Luckily, slowing down is very doable even if your brakes are rusty or unresponsive. Just lifting your foot off the accelerator is a form of slowing down. Slowing down is a prerequisite to the conscious act of directing our attention inward. When we slow down—when we just briefly stop to witness what’s going on within us—we create a holding space for an amazing process to occur.
There’s one small thing I’ve consistently noticed about self-love, both in my personal attempts to master it and in my work with others who seek to expand their own capacity for it and its many benefits. The ability to make the right choices for ourselves, or to realize there are even right choices to be made, depends greatly on our ability to slow down. Luckily, slowing down is very doable even if your brakes are rusty or unresponsive. Just lifting your foot off the accelerator is a form of slowing down. Slowing down is a prerequisite to the conscious act of directing our attention inward. When we slow down—when we just briefly stop to witness what’s going on within us—we create a holding space for an amazing process to occur. This process is part of what distinguishes us from other mammals and makes us distinctly human. We can observe ourselves and allow our mental, emotional, physical, and even unconscious experience to emerge more vividly and directly.

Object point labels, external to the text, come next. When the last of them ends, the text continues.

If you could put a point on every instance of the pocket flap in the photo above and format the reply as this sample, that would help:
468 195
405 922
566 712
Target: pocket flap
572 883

It’s not just a form of exposure therapy—it is exposure therapy. Afraid of snakes? Hang out in a snake pit. Afraid of planes? Fly. Afraid of elevators? Push the button that will take you to the 18th floor. Afraid of the actual, lived experience of being yourself in whatever situation is occurring right now? Stop, slow down, and be. Be you now—consciously, intentionally. By stopping and observing, we give ourselves a titrated dose of whatever it is we tend to anxiously avoid. We allow whatever it is that’s happening to be felt and known. We start developing a tolerance for the layers of stuff we can’t tolerate most of the time when we’re reacting—a tolerance for our sensations, thoughts, and feelings.

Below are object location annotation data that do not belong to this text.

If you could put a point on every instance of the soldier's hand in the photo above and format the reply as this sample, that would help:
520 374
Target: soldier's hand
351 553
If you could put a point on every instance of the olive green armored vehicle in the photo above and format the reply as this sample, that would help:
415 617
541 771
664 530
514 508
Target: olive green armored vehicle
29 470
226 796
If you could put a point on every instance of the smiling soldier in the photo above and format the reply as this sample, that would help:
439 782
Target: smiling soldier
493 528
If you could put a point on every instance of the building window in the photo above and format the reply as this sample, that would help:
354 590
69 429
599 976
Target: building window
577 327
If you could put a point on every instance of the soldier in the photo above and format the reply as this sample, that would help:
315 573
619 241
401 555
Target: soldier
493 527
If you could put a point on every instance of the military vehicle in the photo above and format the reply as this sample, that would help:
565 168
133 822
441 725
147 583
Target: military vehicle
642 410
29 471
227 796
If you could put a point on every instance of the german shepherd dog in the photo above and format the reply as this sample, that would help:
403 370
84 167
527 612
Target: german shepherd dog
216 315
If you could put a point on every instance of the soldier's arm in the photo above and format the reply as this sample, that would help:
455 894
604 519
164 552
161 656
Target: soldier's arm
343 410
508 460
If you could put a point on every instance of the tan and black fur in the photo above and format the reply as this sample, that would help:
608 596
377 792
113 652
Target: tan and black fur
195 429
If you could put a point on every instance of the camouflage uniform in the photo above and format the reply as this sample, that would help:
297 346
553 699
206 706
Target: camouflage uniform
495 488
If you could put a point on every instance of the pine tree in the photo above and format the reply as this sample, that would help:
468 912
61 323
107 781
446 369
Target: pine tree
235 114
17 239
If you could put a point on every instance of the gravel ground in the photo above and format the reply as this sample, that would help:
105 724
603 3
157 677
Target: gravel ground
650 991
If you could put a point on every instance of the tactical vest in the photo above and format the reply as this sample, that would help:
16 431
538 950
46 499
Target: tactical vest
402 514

It’s no coincidence that so many different self-help techniques and therapy modalities draw on our capacity to slow down as a healing principle in and of itself. Virtually all forms of meditation involve increasing our capacity to just be. Yoga slows down the mind through a consistent focus on our breath and our bodies. Imago slows down communication between a couple using a variety of techniques, including a structured dialogue. Hypnosis, somatic experiencing, and EMDR (eye movement desensitization and reprocessing) actively slow down mental processing and increase our connection to otherwise difficult-to-access inner phenomena. AEDP (accelerated experiential dynamic psychotherapy) works to harness our innate capacity for healing through interventions that slow down the therapy process and a person’s experiences in the room.

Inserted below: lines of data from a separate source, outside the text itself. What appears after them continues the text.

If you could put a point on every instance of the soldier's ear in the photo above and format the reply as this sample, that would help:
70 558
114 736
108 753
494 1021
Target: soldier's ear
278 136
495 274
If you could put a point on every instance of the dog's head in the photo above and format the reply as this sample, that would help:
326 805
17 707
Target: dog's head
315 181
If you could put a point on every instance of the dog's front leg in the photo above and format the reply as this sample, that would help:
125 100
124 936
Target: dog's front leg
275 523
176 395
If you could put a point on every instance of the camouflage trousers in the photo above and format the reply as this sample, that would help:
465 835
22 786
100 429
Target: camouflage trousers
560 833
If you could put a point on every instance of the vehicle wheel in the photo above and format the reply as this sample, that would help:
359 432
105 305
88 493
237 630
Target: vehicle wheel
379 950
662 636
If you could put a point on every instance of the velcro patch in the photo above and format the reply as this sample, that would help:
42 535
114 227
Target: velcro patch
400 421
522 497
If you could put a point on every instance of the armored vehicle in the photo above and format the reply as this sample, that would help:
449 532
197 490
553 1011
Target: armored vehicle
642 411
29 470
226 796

Slowing down isn’t all that difficult—if we choose to do it. We can slow down anytime, anywhere, whether we’re experts at loving ourselves or novices. We can always act as a holding space for our own awareness and our experience in this moment, if we pause (and resist the urge to send a text or buy another Frappuccino). We can relax, even if it’s just for a few seconds, and live with what’s here.
Reference:
Steiner-Adair, C. (2013). The Big Disconnect: Protecting Childhood and Family Relationships in the Digital Age. New York, NY: HarperCollins.